Round up or down to nearest integer? I'm not sure whether to round up or down to the nearest integer. The decimal is < 0.5, but the quantity refers to an amount of animals. So, is it common practice to round up or down when dealing with such physical quantities?
I've been taught to always round up when dealing with money, so I thought it would be the same in this situation.
 A: I think the answer depends on context: 
For example, if you are trying to determine how much food to stock up on to ensure that all the animals are fed enough, you'll want to round up (over-estimate).
However, if you are trying, say, to determine some sort of guarantee that the number of animals will be at least some particular number (contract with a pet supply store to deliver $x$ animals, then you'd round down to ensure you can deliver as agreed.) Or if you want to report some statistical claim about $x$ number of animals ....., then for the purposes of most accurately reporting this, if it needs to be an integer, would be to round down. 
So the question is ambiguous, and we'd need to know how you computed a non-integer number to represent animals, and what the context in which the need to round up or down is necessary.
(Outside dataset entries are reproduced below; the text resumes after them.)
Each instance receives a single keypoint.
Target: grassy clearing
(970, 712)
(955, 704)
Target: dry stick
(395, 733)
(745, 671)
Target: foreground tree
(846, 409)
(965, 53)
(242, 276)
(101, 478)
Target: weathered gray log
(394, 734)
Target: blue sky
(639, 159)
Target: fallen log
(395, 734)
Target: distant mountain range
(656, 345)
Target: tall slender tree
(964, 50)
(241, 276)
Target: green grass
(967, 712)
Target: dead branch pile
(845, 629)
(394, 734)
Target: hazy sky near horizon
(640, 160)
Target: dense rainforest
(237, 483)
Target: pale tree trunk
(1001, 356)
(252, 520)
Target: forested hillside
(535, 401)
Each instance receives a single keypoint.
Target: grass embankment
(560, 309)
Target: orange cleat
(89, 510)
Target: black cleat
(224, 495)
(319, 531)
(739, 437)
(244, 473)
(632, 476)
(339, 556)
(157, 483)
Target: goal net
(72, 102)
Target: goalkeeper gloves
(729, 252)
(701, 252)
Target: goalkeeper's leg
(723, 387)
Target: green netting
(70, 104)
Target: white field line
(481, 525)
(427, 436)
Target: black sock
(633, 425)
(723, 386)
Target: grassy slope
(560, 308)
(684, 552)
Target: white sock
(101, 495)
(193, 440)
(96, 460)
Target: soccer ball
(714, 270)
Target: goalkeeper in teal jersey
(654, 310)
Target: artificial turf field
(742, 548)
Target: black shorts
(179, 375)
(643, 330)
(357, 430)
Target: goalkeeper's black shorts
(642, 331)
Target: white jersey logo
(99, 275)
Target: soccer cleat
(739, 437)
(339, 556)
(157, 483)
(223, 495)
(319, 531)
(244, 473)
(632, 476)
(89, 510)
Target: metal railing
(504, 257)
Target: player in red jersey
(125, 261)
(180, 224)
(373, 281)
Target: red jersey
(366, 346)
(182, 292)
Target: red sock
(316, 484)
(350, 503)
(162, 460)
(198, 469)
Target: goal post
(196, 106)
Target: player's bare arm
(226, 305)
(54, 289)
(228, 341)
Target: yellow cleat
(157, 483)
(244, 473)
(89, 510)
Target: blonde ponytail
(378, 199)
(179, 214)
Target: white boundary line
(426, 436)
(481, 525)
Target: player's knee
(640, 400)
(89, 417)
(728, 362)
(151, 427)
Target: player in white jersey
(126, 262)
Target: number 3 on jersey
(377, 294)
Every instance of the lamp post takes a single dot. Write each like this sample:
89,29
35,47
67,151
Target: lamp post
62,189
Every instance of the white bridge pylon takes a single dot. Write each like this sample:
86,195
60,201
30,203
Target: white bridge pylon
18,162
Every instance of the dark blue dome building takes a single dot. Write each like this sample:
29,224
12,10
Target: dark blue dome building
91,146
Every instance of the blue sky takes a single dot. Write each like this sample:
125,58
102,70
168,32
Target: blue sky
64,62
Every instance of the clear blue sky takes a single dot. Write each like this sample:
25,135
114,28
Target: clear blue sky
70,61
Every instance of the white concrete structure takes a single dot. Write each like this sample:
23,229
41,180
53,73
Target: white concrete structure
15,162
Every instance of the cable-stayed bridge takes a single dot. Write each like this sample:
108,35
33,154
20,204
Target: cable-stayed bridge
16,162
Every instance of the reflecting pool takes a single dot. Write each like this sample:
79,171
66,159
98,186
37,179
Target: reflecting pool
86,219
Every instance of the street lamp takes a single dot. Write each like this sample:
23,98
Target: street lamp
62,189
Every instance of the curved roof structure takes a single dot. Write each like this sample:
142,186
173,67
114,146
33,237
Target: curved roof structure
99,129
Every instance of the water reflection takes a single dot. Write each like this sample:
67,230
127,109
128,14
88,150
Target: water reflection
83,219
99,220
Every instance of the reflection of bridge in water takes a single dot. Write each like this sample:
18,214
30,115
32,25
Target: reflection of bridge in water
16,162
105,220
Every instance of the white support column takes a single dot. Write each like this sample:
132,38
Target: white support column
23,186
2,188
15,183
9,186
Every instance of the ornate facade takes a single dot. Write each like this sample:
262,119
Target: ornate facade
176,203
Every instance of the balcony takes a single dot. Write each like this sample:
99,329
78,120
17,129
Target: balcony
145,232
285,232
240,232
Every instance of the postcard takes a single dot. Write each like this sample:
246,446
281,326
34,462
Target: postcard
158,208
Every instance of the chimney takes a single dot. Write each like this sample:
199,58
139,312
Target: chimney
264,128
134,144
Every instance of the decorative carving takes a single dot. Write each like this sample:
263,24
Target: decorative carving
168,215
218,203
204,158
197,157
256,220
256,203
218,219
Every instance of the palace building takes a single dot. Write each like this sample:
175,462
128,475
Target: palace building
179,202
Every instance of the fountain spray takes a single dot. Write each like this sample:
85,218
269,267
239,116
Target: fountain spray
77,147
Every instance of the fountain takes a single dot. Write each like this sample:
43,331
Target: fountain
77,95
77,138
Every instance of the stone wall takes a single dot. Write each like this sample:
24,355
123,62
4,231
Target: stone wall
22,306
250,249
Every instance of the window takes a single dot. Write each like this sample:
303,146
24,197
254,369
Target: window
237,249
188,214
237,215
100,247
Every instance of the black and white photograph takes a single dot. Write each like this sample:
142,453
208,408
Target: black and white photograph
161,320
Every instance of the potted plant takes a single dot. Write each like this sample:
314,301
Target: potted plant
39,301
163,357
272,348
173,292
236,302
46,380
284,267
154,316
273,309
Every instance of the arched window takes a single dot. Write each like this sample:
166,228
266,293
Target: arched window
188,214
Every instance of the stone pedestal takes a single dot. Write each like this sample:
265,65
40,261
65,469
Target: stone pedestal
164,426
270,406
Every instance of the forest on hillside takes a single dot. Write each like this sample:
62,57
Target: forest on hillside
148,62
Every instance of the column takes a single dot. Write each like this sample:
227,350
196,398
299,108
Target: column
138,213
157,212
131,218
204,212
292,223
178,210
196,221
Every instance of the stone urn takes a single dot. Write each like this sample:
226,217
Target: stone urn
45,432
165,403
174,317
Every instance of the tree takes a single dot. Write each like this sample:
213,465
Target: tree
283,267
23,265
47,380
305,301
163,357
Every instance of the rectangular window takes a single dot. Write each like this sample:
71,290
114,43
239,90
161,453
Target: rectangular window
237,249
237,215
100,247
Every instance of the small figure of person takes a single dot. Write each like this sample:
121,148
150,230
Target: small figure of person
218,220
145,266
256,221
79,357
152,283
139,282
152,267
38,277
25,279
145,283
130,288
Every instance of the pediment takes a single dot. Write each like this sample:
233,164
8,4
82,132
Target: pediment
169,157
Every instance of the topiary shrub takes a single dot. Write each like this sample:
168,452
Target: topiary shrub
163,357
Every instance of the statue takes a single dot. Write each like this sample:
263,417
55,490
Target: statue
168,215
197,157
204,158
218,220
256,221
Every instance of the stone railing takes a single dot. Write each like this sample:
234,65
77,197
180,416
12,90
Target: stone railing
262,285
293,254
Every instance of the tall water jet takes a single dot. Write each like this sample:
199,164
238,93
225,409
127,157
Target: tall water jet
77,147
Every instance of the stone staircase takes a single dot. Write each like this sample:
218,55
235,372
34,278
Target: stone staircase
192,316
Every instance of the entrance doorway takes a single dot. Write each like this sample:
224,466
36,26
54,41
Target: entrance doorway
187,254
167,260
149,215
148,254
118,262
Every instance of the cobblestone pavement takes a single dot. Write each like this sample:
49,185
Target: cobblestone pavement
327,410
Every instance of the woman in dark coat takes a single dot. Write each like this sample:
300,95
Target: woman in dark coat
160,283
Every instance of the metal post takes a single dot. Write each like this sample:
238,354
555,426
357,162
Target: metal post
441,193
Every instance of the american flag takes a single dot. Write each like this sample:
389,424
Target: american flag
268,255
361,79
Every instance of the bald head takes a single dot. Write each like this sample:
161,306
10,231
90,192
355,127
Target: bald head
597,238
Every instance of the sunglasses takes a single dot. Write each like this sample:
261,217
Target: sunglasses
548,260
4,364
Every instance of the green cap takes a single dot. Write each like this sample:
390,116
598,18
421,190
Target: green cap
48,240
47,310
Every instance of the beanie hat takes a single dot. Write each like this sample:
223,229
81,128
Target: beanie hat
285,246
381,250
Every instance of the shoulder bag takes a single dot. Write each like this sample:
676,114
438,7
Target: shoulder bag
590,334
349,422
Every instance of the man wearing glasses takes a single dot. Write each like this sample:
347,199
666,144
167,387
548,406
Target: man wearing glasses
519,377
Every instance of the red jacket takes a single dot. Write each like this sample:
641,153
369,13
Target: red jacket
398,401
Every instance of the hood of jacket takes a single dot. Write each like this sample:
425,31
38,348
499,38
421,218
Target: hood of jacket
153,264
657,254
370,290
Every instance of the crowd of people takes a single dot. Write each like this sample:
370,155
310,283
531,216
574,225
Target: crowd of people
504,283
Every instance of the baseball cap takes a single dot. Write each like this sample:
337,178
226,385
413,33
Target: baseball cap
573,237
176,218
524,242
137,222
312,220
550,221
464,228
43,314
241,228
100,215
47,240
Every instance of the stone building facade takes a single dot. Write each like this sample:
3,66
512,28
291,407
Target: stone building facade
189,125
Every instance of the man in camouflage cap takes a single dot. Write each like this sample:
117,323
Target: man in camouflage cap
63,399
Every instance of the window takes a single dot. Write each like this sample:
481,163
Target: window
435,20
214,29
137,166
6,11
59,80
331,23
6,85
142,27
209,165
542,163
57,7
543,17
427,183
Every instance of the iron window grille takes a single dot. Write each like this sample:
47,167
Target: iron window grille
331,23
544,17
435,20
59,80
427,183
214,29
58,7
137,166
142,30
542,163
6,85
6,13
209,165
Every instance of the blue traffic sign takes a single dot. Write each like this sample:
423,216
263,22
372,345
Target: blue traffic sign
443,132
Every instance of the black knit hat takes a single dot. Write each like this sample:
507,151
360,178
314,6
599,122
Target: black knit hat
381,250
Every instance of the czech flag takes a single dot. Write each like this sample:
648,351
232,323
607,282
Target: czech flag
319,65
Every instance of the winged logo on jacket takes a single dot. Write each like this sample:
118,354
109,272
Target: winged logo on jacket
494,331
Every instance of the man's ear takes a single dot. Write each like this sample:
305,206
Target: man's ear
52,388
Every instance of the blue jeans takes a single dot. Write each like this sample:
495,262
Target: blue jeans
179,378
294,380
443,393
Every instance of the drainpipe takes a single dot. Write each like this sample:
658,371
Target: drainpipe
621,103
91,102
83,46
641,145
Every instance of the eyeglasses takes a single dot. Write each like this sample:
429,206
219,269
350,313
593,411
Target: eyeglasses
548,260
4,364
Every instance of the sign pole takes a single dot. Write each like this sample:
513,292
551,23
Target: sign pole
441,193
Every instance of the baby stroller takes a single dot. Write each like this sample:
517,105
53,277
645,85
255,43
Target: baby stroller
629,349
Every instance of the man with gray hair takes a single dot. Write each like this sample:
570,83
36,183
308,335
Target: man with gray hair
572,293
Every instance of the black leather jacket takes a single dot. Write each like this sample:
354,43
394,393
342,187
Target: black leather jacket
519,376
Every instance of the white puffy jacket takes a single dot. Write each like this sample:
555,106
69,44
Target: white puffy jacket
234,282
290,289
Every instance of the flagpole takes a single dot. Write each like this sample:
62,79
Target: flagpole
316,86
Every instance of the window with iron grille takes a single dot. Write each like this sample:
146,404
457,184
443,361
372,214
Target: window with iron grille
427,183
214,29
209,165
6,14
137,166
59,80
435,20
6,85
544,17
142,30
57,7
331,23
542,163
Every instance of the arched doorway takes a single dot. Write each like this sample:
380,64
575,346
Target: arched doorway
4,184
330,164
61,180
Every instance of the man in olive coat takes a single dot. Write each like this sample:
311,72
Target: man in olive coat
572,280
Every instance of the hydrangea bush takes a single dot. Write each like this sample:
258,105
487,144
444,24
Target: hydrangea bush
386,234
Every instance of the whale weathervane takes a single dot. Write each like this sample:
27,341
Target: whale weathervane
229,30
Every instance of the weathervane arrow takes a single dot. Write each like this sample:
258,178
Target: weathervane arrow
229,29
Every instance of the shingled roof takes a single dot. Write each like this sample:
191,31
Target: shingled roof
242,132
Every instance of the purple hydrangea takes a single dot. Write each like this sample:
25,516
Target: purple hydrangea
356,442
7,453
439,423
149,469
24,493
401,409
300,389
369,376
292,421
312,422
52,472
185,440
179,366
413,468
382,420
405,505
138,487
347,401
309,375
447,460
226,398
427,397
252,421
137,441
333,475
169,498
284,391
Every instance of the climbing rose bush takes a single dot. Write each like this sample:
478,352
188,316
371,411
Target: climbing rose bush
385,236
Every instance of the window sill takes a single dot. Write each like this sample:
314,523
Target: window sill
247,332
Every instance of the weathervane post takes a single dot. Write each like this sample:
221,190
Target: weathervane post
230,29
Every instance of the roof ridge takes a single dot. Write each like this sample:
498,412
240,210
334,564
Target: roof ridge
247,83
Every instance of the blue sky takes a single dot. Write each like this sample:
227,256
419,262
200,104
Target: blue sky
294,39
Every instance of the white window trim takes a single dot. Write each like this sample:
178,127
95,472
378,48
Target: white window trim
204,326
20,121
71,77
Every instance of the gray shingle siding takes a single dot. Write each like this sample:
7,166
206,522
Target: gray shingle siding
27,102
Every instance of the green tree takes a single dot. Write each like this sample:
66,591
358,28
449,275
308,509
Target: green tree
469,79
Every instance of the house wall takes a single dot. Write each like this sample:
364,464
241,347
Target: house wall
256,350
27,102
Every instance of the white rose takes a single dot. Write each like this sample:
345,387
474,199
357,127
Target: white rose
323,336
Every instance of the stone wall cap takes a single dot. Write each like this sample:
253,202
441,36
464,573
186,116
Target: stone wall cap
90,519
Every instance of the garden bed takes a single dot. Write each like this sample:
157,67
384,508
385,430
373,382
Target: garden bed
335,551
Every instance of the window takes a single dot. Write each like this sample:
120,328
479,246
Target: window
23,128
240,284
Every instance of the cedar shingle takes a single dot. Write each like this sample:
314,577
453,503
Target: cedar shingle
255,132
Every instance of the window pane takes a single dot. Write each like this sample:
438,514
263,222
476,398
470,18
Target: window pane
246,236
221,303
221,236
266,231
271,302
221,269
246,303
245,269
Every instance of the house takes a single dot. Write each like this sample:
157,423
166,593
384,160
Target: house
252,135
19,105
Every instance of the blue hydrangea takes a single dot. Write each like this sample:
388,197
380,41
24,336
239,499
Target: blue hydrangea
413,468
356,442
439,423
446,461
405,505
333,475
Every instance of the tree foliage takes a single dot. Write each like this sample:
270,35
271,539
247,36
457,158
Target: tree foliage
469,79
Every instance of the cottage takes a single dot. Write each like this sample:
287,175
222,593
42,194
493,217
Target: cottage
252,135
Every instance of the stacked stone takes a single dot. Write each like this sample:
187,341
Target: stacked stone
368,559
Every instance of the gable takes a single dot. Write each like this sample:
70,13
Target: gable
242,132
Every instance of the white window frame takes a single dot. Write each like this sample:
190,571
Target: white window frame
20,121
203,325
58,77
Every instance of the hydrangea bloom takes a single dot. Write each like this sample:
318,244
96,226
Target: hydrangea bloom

Mathematically, dealing with strict rounding, the convention is to round down for fractions x such that $0 \lt 0.5$, and to round up for fractions x such that $0.5\leq x \lt 1.0$
A: I'm guessing that you'd want to round up in this case. I'm not sure what your problem is, but say the problem was... how many boxes do we need to fit all of the animals into them. And you got $32.3$ boxes, you'd want to take $33$ boxes then. This is a fairly bad example, but I think it shows the point. Hope that helps!